Neither of them has stirred very much. The analogy is peering into the reptile tank in the Zoo, watching coiled snakes for movement. I surprise myself—and may annoy you—with this image, but it sprang forcibly into my mind and it seems wrong to repress it. Everyone is of course
watching
them, waiting for them to make a move, and ostensibly looking the other way, in case he or she might be thought to be rude or intrusive. Lucy sits—always on a hardbacked chair, she eschews sinking into the pretty
fauteuils,
and always in a far corner. She presses her knees together, and she presses her lips together, and she clasps her hands together over her knees. One of the Quaker ladies brought her a little posy of flowers, and laid them in her lap, but this was not a great success. She gave them a nervous glance, but did not pick them up, and seemed to forget them. They fell to the ground when she stood up.

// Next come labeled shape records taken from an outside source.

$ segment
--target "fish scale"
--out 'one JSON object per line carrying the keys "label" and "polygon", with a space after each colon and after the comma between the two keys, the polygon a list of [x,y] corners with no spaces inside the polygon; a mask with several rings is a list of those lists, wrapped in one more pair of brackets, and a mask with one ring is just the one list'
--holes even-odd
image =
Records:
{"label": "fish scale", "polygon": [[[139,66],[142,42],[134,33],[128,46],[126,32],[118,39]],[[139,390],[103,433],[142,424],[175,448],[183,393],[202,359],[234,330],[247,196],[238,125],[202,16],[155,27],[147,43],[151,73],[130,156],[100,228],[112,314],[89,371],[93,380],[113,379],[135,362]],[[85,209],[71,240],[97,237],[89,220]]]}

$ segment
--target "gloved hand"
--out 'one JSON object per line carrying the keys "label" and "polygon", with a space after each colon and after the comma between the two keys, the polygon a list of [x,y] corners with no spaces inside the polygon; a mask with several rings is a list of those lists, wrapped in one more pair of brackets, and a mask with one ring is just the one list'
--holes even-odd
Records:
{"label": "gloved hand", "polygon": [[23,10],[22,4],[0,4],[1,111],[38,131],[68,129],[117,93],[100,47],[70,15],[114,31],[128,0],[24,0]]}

Josh Lamb, on the other hand, speaks when he is spoken to. Minimally, with a somewhat
vulpine
polite smile. Much of what he says, I have noticed, simply returns the observation made to him, slightly recast, as though he was playing a language-game.
“It's a fine day.”

“Certainly the weather is excellent.”
“We are working towards spiritual renewal.”

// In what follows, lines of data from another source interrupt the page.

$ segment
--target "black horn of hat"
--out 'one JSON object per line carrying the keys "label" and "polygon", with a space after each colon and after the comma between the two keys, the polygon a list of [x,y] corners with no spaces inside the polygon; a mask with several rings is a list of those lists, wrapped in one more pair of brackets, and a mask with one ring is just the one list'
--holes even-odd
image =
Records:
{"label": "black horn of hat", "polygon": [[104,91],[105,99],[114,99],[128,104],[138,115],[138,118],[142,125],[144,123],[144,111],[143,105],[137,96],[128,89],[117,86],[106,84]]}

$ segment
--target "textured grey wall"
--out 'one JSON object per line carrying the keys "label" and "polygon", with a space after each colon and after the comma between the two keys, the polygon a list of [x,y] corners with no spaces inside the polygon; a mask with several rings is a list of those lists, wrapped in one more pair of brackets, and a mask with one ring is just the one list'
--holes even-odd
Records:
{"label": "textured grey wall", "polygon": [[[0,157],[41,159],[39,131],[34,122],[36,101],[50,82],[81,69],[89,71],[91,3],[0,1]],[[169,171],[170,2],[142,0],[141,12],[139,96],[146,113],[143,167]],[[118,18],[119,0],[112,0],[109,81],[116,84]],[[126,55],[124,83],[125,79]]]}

“There is indeed a sense of imminent change in the air.”
“The end of the world is nigh.”

“It appears that the world may come to an end fairly soon.”
I invented the last one. But he does look as though that is what he would say.
He did become more forthcoming—even vehement—oddly on the subject of television. There's been a lot of debate—polite, and heatedly
less
polite—in the group, about whether a television should be allowed in the farmhouse at all.

There are in fact,
two
at the moment, one in the Common Room, where we, in principle, relax together, and one in what is known as the “study room” where special groups meet irregularly on special topics. I don't know if you got as far as that on your flying visit. Many of the Quakers feel that the box is an unnecessary distraction in the contemplative life. They use the words “trivial,” “commercial” and even “worldly” about it. This is not the view of Frank and Milly Fisher, the owners of Four Pence, who believe that religious people should be in the world, but not of the world, and that they will do better, more caring social work for being alerted to the “mental pap” their “clients” subsist on. Richmond Bly, the Blake man, goes into paroxysms of disgust at the “
crass
” level of discussion, and general vulgarity of the “satirical” programmes. I have to declare an interest—which I did most forthrightly in their debates—since I am to appear on a new sort of programme called
Through the Looking-Glass.
I am to discuss the concept of Creativity with Hodder Pinsky and the young woman who moderates these discussions. Her name is Frederica Potter, and she turns out to be the Freda or Francesca to whom John Ottokar, the twin brother of my Zag, is apparently attached.
My
programme is the third, and I am nervous and narcissistic enough to want to watch the earlier ones, which do take place at times when I am resident here at Four Pence. Zag too is pro the Box. He hopes to be able to sing and dance on it with his syzygy/ziggy Zy-goats, of course. It is possible that he envisages it as the medium for a global dionysiac orgy. Gideon Farrar is largely opposed. He says the Joyful Companions should be sufficient unto themselves, and find in each other's eyes and speech all they need to engage their hearts and minds. They must work out their own salvation, which means avoiding distractions and snares etc. etc. I think Gideon was, at least to start with, in favour of a ceremonial unplugging of both Boxes and ritual shattering of both screens. (Ray tubes? Do you understand the mechanics of the thing?)